The film also showcases a variety of viewpoints from celebrity talking heads (Weekly Standard editor William Kristol on one side, author Gore Vidal on the other), but it's the lesser-known policy people like former CIA consultant Chalmers Johnson who give the arguments passion and context. Johnson's conclusion about “why we fight”? Money. Going to war and maintaining a multifaceted, state-of-the-art military makes companies rich. In turn, these companies provide good jobs–shrewdly enough–in every state of the country, making it quite difficult for politicians to tell their constituents that they were responsible for the defense budget cuts that closed the local munitions plant. “The defense budget is three-quarters of a trillion dollars,” Johnson opines. “Profits went up last year well over 25 percent.

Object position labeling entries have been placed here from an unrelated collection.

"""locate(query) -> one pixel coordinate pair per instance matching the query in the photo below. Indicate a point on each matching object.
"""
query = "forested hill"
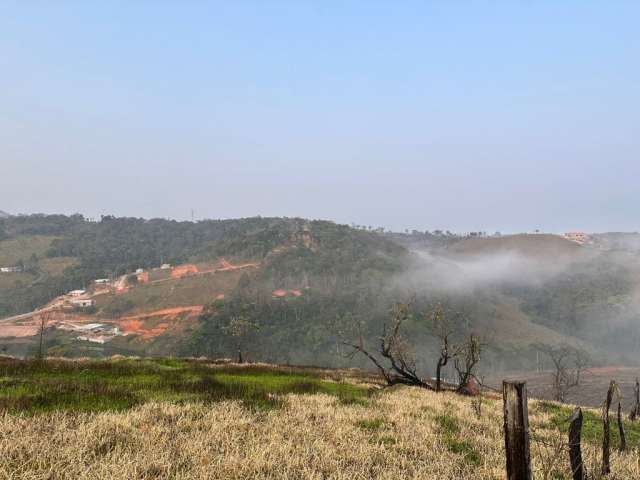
(58, 253)
(291, 285)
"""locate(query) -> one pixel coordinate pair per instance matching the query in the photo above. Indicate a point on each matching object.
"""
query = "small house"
(83, 302)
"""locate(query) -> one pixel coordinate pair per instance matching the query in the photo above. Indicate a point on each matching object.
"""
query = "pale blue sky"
(459, 115)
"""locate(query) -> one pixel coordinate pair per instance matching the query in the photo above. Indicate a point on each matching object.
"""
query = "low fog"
(589, 297)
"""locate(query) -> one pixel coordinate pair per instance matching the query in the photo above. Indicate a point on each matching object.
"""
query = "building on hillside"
(10, 269)
(83, 302)
(578, 237)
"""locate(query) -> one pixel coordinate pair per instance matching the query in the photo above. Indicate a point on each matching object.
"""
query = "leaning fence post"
(635, 412)
(623, 438)
(606, 467)
(516, 430)
(575, 452)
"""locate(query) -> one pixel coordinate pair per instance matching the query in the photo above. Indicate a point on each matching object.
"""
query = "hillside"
(128, 419)
(295, 284)
(532, 245)
(277, 270)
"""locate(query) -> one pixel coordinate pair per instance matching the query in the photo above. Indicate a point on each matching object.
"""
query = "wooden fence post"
(516, 430)
(623, 438)
(606, 438)
(635, 412)
(575, 452)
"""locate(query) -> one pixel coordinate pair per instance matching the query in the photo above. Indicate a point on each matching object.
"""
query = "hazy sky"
(504, 116)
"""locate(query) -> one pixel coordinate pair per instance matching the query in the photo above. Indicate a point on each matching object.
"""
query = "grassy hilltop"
(305, 280)
(161, 419)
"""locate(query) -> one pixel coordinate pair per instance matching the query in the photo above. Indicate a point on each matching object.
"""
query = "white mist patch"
(463, 272)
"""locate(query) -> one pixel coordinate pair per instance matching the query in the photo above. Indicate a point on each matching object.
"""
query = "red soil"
(135, 324)
(18, 331)
(143, 277)
(184, 270)
(226, 266)
(280, 293)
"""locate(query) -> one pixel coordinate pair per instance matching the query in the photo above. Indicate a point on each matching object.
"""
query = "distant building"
(578, 237)
(83, 302)
(10, 269)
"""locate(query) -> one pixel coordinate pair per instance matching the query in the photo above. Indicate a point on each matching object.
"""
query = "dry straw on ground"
(403, 433)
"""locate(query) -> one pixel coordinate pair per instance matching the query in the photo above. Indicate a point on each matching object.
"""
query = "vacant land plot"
(190, 420)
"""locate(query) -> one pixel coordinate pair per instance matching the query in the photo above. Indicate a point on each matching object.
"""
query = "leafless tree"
(394, 357)
(466, 361)
(239, 328)
(444, 330)
(568, 364)
(44, 320)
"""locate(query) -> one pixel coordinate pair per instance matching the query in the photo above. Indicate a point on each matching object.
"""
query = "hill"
(126, 418)
(292, 276)
(531, 245)
(294, 285)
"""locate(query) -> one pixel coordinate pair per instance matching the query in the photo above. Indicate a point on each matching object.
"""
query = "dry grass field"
(400, 433)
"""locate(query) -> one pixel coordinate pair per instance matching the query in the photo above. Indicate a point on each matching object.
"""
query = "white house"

When war becomes that profitable, you're going to see more of it.”
Unlike Fahrenheit 9/11 and other politically charged documentaries released in recent years from both the right and left), Why We Fight provides perspective, not invective. If anything, Jarecki is too evenhanded. Why We Fight has the cadence of a rhetorical question that never posits a definitive answer. This mood is echoed in interviews with “everyday Americans” who struggle to explain in a plainspoken, unguarded way why their nation is perpetually ready to go to war. They list rationales such as “freedom,” “duty,” and “honor,” but never offer a response that penetrates beneath this well-worn lexicon.
Maybe it's because we, as a society, still don't know why we fight. Eisenhower tried to tell us nearly 50 years ago, but for the most part, history has ignored his warning.